Harrisch smiled back at her. You little conniver, he thought approvingly. He supposed her cute mind was part of her pretty genetics, her way of getting through this world of thorns and lust. Who could stay mad at someone like that? It would be like rage directed at the berry you were about to crush between your teeth.
“That’s fine,” said Harrisch. “It doesn’t really matter, anyway. I’m sure you did a good job.”
The glint in the cube bunny’s eye hardened to steel, or an even hungrier metal. “Does that mean I get paid now?”
“Sure.” He reached into his jacket pocket.
From below them, from the grating beneath his and the cube bunny’s feet, the wavering candlelight poured upward, as though a new sun had been discovered at the center of the earth. How good they sound, thought Harrisch, listening to the hidden chorus. They had shifted keys, to a bright C major, the notes of simple and universal triumph.
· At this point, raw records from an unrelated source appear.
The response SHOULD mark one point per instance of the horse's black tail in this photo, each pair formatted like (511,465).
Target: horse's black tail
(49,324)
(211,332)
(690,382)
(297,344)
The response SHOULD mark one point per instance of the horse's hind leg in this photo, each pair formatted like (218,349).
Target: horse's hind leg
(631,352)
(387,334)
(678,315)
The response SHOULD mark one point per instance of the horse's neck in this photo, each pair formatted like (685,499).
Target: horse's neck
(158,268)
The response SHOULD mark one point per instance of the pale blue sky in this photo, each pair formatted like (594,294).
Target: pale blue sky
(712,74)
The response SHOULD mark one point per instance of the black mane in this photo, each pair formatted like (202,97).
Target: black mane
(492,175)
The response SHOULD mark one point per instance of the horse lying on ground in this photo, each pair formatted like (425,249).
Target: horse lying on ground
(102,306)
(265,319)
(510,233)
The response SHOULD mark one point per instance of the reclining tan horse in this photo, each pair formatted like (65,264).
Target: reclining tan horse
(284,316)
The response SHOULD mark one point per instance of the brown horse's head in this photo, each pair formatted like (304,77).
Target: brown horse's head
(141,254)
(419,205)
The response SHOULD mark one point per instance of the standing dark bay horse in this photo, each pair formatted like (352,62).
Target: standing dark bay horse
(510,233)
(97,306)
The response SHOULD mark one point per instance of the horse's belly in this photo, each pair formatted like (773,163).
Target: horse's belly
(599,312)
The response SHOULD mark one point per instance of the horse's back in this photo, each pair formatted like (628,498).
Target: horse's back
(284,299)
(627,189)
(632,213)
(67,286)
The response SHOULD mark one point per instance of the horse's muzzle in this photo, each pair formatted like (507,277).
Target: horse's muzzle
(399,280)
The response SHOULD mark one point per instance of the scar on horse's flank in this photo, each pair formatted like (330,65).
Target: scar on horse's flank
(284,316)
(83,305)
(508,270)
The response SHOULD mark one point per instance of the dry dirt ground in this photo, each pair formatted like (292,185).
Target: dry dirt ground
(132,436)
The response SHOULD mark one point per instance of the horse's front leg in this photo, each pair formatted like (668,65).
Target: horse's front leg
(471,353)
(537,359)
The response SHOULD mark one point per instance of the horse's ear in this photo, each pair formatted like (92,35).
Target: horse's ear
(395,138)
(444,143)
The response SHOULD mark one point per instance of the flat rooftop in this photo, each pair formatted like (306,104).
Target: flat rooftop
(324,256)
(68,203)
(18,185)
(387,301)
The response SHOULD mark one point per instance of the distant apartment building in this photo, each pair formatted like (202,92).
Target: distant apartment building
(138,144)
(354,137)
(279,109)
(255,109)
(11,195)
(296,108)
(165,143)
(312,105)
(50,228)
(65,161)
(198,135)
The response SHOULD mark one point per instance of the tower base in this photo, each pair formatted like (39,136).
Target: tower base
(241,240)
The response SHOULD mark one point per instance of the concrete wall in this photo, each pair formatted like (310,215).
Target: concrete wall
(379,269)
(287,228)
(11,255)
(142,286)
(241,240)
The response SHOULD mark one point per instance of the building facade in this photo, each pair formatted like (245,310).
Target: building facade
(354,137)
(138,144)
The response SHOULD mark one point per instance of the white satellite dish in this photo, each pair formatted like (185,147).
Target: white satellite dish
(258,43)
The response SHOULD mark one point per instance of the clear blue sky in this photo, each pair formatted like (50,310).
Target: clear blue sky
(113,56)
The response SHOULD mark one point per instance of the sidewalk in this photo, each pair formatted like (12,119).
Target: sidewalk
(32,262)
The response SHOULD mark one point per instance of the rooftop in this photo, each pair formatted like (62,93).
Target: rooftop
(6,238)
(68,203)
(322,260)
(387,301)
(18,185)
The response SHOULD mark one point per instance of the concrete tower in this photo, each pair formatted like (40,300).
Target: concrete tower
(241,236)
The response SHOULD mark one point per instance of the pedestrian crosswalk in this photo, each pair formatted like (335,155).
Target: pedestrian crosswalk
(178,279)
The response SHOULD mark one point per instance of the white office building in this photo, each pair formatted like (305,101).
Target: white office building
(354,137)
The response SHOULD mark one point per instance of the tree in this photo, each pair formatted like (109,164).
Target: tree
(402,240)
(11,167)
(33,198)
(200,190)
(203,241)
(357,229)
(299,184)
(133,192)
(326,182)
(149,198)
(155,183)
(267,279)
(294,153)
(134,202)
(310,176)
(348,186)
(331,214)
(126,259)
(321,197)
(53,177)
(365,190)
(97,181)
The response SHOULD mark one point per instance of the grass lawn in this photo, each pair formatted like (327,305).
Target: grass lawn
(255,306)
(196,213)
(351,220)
The basses and tenors had dropped out; the female voices were slowly rising, not toward resurrection but to some even brighter apotheosis. Harrisch felt a little door open inside his heart as he lifted a weight of black metal from his pocket.
“Maybe I could do something like this for you again some time.” The cube bunny didn’t see what he had in his hand. Her childish and seductive gaze was locked on Harrisch’s eyes, looking for some other door to open up inside him. “’Cause it was easy. All I had to do was tell him the truth. About what happened to poor Mr.Travelt. It wasn’t like I had to lie or anything. So it really was easy.”
“Great,” said Harrisch. “Speaking from the viewpoint of upper
management, I think it’s good that people get some sense of satisfaction from what they do. Every once in a while, at least.” Actually, he didn’t care. He raised and aimed the gun at a point equidistant between the cube bunny’s small breasts and slightly higher, just below the hollow in her white throat. “But I don’t really think you’ll be working for us again.”
Genuine tears welled at the bottoms of her eyes; the trembling lashes darkened. “That’s not fair,” she said in a small voice, a whisper almost lost against the choir’s gentle murmur.
“No, it’s not.” He had to agree. He could almost regret the tightening of his finger on the gun’s trigger.
“But I did what you asked me to-”
He watched her fly, propelled by the bullet’s imparted grace. The unmuffled shot echoed along the alley’s walls, shivering dust and bird droppings from the ancient bricks. At times like these-Harrisch had done this before; he never left jobs like this to underlings-time smoothly ratchetted down to slow motion. An occasional pleasure in his stressful executive life; I deserve this, he thought. That part at least was fair. For him. The Denkmann book agreed, which was one of the reasons it was popular with high-level execs.
The impact of the bullet had lifted the cube bunny from her feet, tilting her onto her back as though on a feather bed of empty night air, her blond hair coming loose to form a radiant haloed pillow. Her bare arms flung back, as though wings. The petals of an intricate rose spattered against her chin. Then she fell, yards farther from where she had stood in front of Harrisch. She changed from angel to human, a wordless question in her clear eyes, and then to something that had the same shape and thermal signature of human, but wasn’t anymore. The pretty thing sprawled in the alley’s decaying litter, the side of her face turned against the base of the wall.